F Los enamorados - Carlos Sánchez Viamonte

Los enamorados

de Alfred Hayes
(La Bestia Equilátera, Buenos Aires, 2010, 160 páginas)

Alfred Hayes (1911-1985) nació en Londres, pero desarrolló la mayor parte de su actividad en Nueva York, y por tanto es culturalmente norteamericano. Su producción está poco difundida porque en cierta forma abandonó la literatura para dedicarse al cine como guionista. En su estancia en Roma colaboró con Roberto Rossellini y Vittorio De Sica, y con Nicholas Ray y Fritz Lang en Estados Unidos, donde también escribió guiones para la televisión. Cuenta con cuatro novelas, tres libros de poesía y uno de cuentos.

Los enamorados apareció originariamente en 1953 y es la primera obra del autor que se traduce al español. Por su estructura es una nouvelle y se abre con una cita del emotivo y eximio poeta inglés George Herbert (1593-1633), como un anuncio de la tónica que presidirá una dolorosa historia de amor, narrada en primera persona por un hombre de unos cuarenta años a una chica de veintitantos en un bar de un hotel de Nueva York. Le cuenta que tiempo atrás él y una muchacha separada y con una hija se enamoraron. No sólo se desconocen los nombres de ambos, sino que tampoco se marcan con guiones los diálogos, que fluyen en medio del remolino de una prosa caudalosa, sensible, de subyugante lectura.

Se trata de uno de esos amores imposibles que transitan por el borde de la tragedia, ya que a los protagonistas les es casi imposible adaptarse a las exigencias materiales de este mundo (él estaba intentando en ese entonces ser escritor y a ella la acosaba una inminente depresión). Y así el narrador, desengañado, opina que “nada de lo que deseamos ocurre exactamente como lo deseamos, amor o metas o hijos”, y agrega: “aunque Howard dijera que no, el hombre con quien ella se casó dijera que no, que lo que las personas querían sobre todo era dinero, porque el dinero representa todo lo demás...”

Pese a que del principio al fin la nouvelle respira un intenso y sobrecogedor lirismo, el mismo va acompañado de un sabor amargo y de un escepticismo total (“La vida, se inclinaba a pensar una vez más, según una imperecedera frase suya, era muy rara.”) Ambos personajes se sumergen en un amor a ultranza, de entregas absolutas, como si estuvieran guiados por una compulsión interna que desconocen y no pueden controlar: “y me liberaría de la presión de la soledad para darme lo que, creo, consideraba la diversión más agradable de todo el parque de diversiones: el amor”. Si bien Hayes construye un clima romántico, muestra sutilmente las contradicciones y dudas que agobian al individuo contemporáneo.

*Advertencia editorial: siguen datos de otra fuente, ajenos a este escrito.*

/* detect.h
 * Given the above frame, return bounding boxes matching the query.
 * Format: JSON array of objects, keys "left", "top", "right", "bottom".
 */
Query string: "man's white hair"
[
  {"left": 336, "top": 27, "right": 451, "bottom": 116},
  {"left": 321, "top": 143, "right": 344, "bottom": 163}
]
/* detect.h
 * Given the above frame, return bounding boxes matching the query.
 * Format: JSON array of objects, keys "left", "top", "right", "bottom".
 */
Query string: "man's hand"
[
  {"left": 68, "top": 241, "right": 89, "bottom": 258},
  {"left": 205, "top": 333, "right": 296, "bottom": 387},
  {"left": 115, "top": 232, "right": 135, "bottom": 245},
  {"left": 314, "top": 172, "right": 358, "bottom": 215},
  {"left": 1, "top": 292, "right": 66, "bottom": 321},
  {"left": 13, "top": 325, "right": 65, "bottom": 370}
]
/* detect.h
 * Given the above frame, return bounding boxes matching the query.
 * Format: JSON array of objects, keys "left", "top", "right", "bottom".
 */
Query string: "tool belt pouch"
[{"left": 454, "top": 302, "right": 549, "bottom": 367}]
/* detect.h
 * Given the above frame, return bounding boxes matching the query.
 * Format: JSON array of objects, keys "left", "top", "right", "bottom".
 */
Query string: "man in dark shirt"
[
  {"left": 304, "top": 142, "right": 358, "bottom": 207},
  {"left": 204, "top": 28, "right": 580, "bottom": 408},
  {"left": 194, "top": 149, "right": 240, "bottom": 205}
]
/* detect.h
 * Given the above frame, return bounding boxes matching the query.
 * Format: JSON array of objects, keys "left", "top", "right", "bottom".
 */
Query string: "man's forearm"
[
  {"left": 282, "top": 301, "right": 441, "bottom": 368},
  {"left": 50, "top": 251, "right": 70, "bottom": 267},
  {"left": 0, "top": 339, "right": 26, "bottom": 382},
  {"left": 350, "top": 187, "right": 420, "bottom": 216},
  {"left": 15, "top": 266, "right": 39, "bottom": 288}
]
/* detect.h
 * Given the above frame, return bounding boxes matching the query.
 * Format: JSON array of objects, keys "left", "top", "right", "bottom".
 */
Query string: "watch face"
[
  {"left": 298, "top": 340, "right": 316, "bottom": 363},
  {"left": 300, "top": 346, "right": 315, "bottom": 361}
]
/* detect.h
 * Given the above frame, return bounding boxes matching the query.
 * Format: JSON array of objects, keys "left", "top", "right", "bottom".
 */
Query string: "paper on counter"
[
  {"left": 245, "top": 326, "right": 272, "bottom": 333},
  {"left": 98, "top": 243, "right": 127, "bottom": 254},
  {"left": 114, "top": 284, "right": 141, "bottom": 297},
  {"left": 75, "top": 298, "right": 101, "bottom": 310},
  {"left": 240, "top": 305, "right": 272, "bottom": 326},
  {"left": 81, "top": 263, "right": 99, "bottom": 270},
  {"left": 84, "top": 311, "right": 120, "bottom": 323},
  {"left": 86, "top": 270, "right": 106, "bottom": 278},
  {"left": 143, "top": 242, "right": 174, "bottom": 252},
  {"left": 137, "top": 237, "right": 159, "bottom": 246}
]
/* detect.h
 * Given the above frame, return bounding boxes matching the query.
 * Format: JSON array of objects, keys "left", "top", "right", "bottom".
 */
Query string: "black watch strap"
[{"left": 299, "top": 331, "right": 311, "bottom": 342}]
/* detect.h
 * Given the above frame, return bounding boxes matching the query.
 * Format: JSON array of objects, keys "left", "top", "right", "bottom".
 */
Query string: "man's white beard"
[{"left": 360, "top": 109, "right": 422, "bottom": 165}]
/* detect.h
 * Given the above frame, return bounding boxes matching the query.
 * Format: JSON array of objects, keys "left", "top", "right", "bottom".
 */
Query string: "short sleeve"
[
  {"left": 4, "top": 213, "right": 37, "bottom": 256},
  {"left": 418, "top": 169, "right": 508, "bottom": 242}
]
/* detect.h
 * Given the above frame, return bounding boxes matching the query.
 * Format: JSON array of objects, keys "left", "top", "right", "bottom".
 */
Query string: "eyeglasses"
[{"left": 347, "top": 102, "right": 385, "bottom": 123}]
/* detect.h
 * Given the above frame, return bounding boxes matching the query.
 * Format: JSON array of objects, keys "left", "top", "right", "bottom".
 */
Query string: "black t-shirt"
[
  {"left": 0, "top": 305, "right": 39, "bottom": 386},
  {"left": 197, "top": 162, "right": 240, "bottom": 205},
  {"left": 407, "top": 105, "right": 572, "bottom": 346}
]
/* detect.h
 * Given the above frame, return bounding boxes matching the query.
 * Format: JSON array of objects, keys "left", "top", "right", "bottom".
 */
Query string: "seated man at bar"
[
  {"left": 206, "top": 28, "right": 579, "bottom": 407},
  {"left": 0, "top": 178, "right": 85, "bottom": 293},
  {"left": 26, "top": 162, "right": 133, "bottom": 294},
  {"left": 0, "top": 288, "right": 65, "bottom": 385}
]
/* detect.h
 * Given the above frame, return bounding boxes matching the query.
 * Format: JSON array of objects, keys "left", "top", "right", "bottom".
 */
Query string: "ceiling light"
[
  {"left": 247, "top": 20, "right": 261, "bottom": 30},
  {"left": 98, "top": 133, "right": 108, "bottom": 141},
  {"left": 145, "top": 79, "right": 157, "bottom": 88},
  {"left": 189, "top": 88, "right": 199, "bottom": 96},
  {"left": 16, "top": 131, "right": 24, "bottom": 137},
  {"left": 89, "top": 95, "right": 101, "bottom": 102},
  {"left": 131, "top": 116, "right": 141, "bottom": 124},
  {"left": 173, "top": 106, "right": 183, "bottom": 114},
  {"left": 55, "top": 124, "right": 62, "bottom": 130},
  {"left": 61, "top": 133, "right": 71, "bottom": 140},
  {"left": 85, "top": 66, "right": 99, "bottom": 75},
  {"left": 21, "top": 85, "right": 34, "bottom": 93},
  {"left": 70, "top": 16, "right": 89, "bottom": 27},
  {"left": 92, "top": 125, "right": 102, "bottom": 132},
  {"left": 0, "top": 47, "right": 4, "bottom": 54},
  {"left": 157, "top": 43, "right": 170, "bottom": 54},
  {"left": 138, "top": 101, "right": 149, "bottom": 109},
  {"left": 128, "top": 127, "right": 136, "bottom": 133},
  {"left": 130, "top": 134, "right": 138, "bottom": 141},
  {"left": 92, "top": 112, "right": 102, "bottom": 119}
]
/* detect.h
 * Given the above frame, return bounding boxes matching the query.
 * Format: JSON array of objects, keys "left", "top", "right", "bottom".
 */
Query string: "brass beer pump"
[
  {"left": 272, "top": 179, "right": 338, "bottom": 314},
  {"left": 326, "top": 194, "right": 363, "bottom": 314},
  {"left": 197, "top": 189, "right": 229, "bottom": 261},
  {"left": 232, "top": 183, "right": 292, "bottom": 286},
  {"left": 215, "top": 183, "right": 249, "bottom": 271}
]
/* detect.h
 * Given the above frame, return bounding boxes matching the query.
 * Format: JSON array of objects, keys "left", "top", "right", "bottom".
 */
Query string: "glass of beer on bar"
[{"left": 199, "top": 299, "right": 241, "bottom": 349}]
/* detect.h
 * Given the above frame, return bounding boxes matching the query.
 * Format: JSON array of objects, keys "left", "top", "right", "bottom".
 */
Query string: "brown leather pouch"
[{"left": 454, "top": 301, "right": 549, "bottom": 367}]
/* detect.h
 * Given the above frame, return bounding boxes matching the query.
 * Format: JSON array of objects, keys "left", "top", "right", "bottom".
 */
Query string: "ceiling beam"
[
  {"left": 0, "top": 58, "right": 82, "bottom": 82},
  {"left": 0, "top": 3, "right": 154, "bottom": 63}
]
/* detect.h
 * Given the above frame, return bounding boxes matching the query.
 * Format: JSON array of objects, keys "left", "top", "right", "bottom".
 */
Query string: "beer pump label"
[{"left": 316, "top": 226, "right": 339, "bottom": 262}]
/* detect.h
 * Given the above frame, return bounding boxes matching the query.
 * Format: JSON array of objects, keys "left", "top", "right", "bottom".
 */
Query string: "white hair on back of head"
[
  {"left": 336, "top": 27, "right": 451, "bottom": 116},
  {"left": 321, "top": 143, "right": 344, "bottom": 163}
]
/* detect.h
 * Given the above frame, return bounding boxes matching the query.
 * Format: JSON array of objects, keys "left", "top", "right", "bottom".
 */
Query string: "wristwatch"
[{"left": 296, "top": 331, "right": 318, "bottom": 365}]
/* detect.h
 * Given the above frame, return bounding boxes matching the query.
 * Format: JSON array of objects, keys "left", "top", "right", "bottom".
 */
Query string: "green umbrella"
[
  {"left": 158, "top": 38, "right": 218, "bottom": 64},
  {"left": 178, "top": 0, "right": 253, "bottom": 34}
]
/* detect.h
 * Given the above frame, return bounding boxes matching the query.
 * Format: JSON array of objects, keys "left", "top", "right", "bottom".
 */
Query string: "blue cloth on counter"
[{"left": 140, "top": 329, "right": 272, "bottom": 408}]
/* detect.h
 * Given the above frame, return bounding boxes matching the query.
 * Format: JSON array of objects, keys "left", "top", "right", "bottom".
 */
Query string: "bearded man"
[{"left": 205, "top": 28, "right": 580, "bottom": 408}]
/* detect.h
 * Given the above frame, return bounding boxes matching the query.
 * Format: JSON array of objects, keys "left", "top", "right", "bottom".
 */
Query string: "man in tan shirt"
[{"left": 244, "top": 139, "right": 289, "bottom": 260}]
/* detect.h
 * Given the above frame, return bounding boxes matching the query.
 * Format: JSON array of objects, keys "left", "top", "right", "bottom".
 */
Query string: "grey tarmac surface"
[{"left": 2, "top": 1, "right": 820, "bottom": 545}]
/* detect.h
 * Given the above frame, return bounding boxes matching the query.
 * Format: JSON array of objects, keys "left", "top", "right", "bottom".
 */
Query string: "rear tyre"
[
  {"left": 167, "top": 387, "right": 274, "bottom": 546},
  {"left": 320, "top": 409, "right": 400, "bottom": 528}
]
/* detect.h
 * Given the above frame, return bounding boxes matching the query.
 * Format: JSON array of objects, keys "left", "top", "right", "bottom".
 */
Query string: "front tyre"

Queda al descubierto el desamparo de la pareja, así como cierta tendencia a la autodestrucción: el amor los enferma y por ello le temen. Resulta patético el monólogo interior del protagonista, que se hunde en un vértigo de sufrimiento y de desesperación.

La aparición del citado Howard, un hombre con mucho dinero, desequilibra a los amantes y hace que su relación entre en crisis (“los ricos en realidad eran envidiables”). Sin embargo, el narrador finalmente le dice a la chica en el bar: “puede que me equivoque y que el mundo esté lleno de pasiones que desconozco, y que en este momento Tristán esté subiendo al Bronx Express para ir a casa a ver a su Isolda, y existan muchos corazones más nobles que el de ella y el mío”.

La traducción de Martín Schifino demuestra talento y profesionalismo.